If caregivers cannot find infant formula near them, temporary alternatives include:
- If the caregiver can afford it, they can purchase formula online until store shortages ease. See the approved list of infant formula manufacturers from the Food and Drug Administration (FDA). It is recommended to purchase from well-recognized distributors and pharmacies rather than individually sold or auction sites.
- Checking reputable social media groups, such as ‘Formula Finder’ on Facebook, as these groups are dedicated to infant feeding and formula, and members may have ideas for where to find formula, including donor breast milk. Use caution and be careful about sharing personal or financial information.
- Using informal community milk-sharing from someone they know and trust. This is different from donor breast milk, in that the milk is not regulated or pasteurized.
- Using whole cow’s milk for infants 6 months and older for a limited time only—approximately one to two weeks.
- Using formula past the ‘use by’ date as a short-term solution only, approximately one to two weeks maximum. This option is better than not having any other alternative options available in the short term. If the formula is over six months past its ‘use by’ date, it should not be used because it may have lost some of its nutrients. Caregivers are asked to contact their infant’s health care team to discuss this as an option.
Caregivers and infants who are being discharged from Mayo Clinic following birth will be provided with resources and options for alternative infant formula.
Help is on its way
There are several federal government actions currently taking place to help with the baby formula shortage in the U.S. including:
- Easing import rules for foreign baby formula manufacturers.
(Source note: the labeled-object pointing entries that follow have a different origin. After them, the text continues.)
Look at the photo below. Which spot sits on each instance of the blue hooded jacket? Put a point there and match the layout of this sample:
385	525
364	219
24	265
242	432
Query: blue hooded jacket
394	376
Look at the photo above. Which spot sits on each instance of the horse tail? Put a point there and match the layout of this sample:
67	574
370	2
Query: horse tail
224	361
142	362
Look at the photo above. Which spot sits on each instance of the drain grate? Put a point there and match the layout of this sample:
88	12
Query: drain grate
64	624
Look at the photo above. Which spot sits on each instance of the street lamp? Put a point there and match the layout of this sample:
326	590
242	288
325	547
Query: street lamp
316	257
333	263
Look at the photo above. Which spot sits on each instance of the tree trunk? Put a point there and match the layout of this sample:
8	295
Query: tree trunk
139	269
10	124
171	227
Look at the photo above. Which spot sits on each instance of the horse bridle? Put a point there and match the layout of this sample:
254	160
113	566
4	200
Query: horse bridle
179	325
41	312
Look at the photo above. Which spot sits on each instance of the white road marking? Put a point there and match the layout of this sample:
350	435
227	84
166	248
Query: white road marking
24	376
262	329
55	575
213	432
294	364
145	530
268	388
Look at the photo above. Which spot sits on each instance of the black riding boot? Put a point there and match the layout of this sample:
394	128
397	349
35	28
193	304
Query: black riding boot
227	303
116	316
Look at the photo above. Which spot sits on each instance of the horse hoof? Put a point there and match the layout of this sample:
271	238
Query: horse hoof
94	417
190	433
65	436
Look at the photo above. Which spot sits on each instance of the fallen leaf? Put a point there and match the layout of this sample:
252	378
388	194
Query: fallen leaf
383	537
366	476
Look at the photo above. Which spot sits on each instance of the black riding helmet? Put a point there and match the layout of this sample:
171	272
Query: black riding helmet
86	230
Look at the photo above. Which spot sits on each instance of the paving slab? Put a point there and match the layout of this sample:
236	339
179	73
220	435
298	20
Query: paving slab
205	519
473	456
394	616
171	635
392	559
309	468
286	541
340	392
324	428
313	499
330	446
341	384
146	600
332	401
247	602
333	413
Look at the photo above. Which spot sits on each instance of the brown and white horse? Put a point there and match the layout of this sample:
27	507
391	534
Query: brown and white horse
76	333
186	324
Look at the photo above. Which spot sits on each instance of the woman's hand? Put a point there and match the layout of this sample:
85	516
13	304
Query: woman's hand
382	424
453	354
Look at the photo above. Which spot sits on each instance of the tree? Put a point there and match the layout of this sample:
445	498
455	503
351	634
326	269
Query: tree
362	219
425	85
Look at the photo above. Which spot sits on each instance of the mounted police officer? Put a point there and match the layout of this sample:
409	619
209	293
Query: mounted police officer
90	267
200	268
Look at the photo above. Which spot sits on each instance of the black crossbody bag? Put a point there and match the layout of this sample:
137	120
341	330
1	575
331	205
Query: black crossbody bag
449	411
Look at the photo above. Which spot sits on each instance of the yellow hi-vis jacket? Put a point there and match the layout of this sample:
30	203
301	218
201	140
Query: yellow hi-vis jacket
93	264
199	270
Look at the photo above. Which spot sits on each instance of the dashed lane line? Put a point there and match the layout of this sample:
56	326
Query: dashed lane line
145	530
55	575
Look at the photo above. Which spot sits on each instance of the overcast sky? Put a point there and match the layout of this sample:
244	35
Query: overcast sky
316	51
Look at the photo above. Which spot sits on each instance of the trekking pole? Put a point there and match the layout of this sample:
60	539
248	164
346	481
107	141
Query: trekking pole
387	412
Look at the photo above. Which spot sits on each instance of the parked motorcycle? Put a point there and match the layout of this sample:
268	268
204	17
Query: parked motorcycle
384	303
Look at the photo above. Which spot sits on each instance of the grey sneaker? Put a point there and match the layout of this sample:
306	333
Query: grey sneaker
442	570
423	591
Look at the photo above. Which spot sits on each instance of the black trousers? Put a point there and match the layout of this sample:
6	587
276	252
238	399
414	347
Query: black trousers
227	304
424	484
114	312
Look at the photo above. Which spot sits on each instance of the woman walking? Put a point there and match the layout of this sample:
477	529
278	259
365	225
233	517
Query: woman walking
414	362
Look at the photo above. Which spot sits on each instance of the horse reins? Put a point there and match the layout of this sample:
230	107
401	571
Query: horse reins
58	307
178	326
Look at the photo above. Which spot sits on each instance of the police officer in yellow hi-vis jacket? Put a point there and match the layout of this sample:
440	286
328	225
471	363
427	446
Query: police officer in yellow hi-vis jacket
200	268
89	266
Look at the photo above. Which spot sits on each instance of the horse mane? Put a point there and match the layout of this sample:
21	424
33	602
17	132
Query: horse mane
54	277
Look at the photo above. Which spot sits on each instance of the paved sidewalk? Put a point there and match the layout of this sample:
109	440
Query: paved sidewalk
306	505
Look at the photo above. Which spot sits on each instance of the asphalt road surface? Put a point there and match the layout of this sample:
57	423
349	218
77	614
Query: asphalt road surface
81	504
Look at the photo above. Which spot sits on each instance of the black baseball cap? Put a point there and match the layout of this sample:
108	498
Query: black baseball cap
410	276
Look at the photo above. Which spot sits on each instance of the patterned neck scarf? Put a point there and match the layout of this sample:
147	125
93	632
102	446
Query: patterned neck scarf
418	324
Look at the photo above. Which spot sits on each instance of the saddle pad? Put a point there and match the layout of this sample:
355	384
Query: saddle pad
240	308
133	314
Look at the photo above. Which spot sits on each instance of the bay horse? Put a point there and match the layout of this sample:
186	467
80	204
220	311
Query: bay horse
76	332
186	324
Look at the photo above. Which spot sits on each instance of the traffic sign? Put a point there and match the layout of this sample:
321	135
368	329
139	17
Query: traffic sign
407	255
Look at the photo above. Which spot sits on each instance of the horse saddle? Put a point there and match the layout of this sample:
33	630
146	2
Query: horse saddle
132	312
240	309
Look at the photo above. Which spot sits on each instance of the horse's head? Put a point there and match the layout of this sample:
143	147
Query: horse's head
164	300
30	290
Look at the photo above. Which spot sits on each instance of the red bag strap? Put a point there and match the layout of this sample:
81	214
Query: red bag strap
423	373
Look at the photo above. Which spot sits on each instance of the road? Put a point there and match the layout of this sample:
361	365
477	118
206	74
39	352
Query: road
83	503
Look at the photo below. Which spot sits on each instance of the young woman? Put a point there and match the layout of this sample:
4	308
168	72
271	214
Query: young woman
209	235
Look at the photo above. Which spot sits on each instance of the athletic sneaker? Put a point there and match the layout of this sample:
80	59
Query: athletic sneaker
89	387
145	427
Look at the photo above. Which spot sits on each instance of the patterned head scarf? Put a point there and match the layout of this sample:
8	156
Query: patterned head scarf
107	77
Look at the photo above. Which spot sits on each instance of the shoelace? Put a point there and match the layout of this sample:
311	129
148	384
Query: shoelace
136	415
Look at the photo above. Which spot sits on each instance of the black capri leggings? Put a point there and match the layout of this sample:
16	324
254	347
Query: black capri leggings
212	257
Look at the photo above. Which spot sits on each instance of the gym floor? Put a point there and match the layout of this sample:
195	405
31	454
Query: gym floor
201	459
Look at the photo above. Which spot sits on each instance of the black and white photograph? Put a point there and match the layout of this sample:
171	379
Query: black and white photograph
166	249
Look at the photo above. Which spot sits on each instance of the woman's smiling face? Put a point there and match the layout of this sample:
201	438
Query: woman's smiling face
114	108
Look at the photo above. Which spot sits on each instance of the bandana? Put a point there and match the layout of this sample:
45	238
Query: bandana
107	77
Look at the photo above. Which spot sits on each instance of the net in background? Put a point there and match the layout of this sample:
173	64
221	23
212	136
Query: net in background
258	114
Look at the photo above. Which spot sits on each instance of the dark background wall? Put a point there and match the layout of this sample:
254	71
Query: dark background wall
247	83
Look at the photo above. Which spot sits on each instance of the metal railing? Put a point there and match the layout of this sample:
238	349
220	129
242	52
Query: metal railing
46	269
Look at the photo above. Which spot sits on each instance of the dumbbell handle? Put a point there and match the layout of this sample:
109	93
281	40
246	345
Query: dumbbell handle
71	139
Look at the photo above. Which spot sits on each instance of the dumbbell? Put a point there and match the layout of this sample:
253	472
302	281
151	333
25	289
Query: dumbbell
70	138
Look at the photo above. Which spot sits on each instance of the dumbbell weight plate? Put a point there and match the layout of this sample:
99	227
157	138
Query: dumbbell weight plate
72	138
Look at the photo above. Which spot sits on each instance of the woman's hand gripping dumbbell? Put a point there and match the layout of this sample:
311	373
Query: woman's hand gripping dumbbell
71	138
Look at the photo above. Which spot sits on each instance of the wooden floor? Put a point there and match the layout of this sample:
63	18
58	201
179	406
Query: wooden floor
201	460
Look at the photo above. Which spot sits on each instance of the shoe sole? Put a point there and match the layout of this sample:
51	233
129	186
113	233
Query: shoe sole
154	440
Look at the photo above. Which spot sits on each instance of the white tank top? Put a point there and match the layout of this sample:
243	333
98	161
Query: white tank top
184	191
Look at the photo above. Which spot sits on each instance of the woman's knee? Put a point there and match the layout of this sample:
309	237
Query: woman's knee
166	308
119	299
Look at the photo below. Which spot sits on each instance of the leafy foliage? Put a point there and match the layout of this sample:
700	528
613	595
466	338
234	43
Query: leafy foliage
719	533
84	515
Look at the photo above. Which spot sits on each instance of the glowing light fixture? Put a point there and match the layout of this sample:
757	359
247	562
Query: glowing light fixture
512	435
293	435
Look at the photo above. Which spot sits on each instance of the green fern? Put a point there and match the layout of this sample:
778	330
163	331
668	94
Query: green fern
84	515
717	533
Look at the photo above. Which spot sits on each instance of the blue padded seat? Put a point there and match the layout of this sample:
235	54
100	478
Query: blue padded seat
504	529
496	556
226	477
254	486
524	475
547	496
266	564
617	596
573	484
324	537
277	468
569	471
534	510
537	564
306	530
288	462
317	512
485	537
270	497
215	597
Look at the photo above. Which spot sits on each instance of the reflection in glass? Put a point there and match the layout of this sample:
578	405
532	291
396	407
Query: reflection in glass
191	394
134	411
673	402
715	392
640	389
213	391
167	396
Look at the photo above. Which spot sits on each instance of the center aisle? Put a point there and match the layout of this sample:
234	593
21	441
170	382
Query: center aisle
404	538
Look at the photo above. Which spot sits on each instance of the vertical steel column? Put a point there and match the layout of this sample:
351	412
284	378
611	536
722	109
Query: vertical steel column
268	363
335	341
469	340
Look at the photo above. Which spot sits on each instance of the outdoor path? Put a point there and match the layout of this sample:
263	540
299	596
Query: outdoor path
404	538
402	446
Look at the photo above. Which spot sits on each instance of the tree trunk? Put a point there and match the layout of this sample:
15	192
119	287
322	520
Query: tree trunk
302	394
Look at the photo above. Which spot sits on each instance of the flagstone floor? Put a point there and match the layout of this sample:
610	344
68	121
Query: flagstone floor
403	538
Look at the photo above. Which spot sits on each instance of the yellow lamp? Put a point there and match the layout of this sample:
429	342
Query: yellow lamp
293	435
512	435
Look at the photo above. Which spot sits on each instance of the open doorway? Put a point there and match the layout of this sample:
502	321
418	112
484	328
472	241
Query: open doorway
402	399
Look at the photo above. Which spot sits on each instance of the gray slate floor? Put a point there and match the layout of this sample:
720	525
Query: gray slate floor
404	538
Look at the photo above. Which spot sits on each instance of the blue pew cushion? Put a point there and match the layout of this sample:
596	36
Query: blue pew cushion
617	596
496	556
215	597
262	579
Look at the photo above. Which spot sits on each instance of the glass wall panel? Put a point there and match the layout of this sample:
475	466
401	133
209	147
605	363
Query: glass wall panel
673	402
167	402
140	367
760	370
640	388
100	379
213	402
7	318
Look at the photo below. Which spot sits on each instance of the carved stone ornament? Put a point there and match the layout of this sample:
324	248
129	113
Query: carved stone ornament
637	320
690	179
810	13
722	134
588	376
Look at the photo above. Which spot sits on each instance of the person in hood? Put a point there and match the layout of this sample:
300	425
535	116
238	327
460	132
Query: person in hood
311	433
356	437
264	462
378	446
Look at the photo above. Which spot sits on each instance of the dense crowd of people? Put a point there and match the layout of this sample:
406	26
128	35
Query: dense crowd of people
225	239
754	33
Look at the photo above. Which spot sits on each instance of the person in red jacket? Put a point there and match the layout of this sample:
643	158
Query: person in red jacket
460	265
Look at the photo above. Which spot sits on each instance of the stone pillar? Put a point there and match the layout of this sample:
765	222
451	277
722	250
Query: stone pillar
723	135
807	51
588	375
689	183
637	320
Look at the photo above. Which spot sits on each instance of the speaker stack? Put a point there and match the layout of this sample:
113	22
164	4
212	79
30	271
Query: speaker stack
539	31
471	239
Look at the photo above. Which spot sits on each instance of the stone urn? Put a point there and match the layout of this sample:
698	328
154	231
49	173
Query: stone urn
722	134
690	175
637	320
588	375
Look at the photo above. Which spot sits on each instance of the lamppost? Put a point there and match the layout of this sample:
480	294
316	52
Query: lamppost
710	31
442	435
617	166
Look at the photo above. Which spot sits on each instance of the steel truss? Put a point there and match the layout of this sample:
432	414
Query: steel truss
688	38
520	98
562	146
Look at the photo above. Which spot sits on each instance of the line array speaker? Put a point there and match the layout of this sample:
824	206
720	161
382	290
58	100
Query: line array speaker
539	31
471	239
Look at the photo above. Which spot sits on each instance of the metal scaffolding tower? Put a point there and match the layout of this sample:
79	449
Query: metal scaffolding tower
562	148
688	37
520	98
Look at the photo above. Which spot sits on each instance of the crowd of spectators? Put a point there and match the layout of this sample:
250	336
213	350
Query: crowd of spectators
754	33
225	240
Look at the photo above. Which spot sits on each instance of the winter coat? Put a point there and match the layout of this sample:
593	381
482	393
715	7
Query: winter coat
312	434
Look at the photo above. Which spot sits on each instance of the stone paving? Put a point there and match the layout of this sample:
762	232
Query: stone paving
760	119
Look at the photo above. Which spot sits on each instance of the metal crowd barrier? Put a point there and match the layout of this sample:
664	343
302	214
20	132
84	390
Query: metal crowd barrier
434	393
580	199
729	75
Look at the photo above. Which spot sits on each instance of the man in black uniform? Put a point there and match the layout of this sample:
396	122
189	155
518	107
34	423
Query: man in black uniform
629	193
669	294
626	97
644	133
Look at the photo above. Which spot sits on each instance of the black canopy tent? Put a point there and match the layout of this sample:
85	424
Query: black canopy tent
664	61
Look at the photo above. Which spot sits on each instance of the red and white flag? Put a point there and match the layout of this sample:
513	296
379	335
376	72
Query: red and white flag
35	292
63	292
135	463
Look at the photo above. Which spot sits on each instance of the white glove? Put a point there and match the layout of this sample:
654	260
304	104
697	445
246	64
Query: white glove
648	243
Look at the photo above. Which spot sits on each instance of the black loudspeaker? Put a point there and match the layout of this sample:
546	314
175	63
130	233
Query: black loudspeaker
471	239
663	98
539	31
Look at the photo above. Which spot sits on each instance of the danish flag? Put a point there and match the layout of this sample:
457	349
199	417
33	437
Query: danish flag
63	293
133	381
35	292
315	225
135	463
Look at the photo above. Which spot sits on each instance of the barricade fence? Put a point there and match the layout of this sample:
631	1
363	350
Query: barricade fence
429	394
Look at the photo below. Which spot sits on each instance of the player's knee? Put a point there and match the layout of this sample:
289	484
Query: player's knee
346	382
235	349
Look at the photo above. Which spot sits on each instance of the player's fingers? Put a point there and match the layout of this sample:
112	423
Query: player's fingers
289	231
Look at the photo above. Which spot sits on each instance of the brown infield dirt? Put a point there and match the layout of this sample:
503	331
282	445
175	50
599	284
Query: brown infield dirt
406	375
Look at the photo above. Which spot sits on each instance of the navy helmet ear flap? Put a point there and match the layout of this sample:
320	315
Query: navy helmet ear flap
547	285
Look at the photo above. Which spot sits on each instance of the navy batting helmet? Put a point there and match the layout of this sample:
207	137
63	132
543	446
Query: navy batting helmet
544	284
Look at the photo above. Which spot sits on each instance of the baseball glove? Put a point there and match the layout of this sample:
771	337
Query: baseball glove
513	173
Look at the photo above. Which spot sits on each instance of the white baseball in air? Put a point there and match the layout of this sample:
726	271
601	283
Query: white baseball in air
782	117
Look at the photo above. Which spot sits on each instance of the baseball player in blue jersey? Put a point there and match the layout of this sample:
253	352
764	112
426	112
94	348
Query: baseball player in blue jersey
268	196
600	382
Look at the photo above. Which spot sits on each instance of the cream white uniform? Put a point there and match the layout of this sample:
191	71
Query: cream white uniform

- Airlifting European formula to the U.S.
- Invoking federal emergency authorization to prioritize U.S. production.
- Abbott Nutrition has restarted production at the Michigan baby formula location that has been closed since February due to contamination, focusing on specialty formula first—which is expected to be released by June 20—as well as restarting Similac production thereafter—the company indicates it will likely take six to eight weeks before they will be at full production capacity.